In XQuery 4 we have similar possibilities. The functions
tf:containsText
, tf:containsAdjacentText
and
tf:containsNearText
support text retrieval operations.
The contains
operator is case insensitive, and it can also
use wildcards to search for word fragments. For example, the search strings
"*-bop", "BE-*",
"B*p", "*e-bo*" would
find all descriptions that contain "be-bop".
However, the last search string "*e-bo*" only uses
the index if the database parameter Word Fragment Index
is set to
"yes" (Tamino Manager).
This option is set to "no" by default, because using
the word fragment index causes substantial overhead (all possible word
fragments must be extracted from words and stored as index values!).

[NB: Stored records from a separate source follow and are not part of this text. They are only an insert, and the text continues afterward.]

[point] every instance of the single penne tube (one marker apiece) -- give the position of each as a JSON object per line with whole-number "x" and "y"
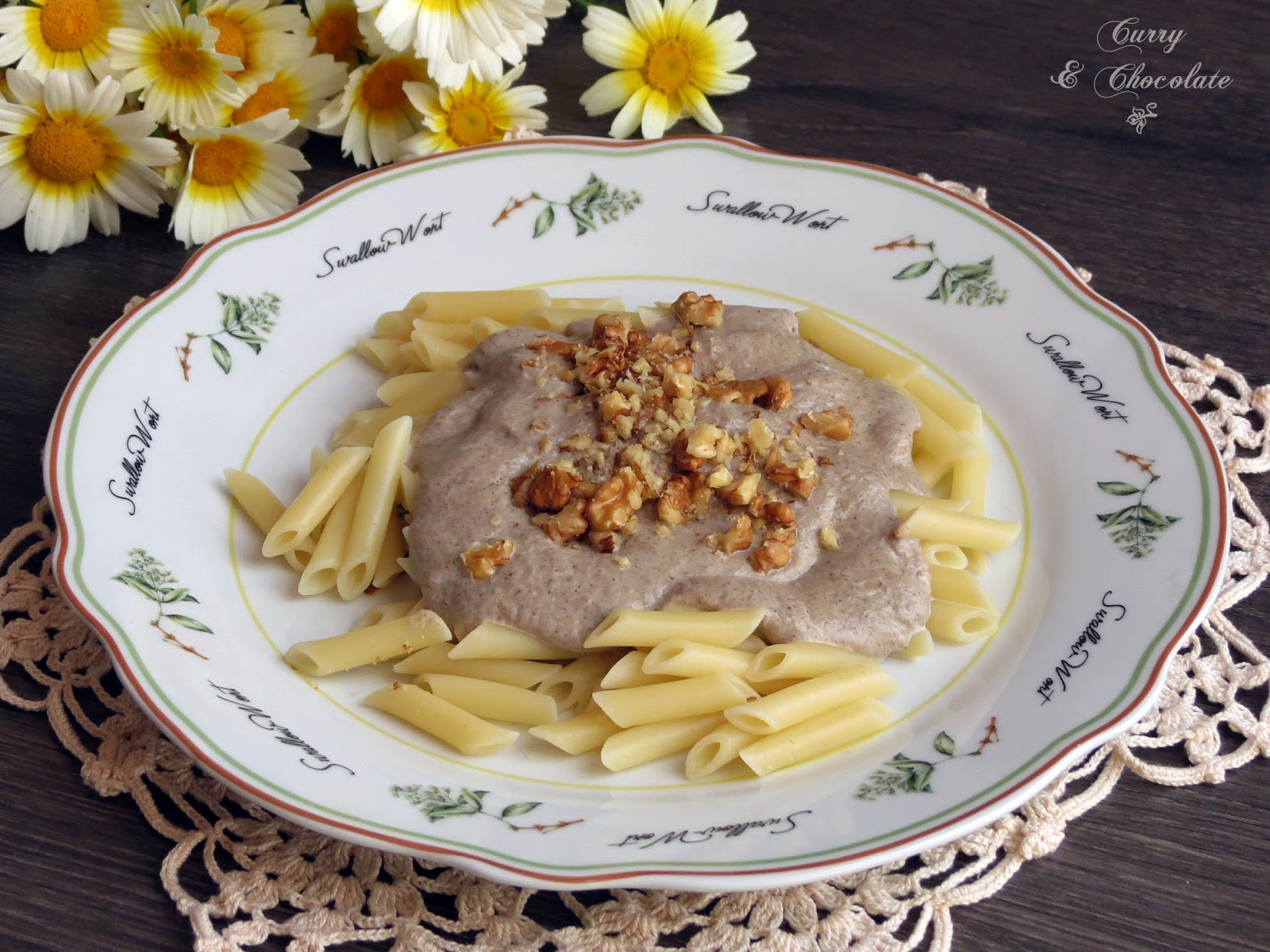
{"x": 374, "y": 509}
{"x": 436, "y": 659}
{"x": 493, "y": 700}
{"x": 577, "y": 681}
{"x": 389, "y": 564}
{"x": 906, "y": 503}
{"x": 918, "y": 647}
{"x": 652, "y": 742}
{"x": 495, "y": 640}
{"x": 385, "y": 612}
{"x": 959, "y": 585}
{"x": 464, "y": 731}
{"x": 956, "y": 410}
{"x": 803, "y": 659}
{"x": 315, "y": 501}
{"x": 690, "y": 659}
{"x": 937, "y": 437}
{"x": 433, "y": 387}
{"x": 838, "y": 340}
{"x": 383, "y": 355}
{"x": 578, "y": 734}
{"x": 715, "y": 750}
{"x": 264, "y": 508}
{"x": 686, "y": 697}
{"x": 437, "y": 353}
{"x": 461, "y": 306}
{"x": 819, "y": 735}
{"x": 370, "y": 645}
{"x": 633, "y": 628}
{"x": 931, "y": 524}
{"x": 952, "y": 624}
{"x": 803, "y": 701}
{"x": 323, "y": 570}
{"x": 944, "y": 554}
{"x": 457, "y": 333}
{"x": 394, "y": 324}
{"x": 628, "y": 672}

Even without using the word fragment index, text indexes
require more overhead than standard indexes. We should therefore use the text
index facility only for those nodes that we really plan to access with the
X-Query contains
(~=
) operator or the XQuery text
retrieval operators.
Words that are very likely to be used as indexes should be defined in
load lists. This can be done by adding a load list document to our
database into collection ino:vocabulary
. For example:
<?xml version="1.0" encoding="iso-8859-1" ?> <ino:loadlist ino:loadlistname="myloadlist" xmlns:ino="http://namespaces.softwareag.com/tamino/response2"> <ino:word>jazz</ino:word> <ino:word>blues</ino:word> <ino:word>swing</ino:word> <ino:word>ragtime</ino:word> </ino:loadlist>
The required schema is already defined in Tamino. It is possible to define several load lists (with different names). When a database is started, Tamino concatenates all load lists stored in the database and pre-loads the words contained in them for the indexing to speed up the loading of documents.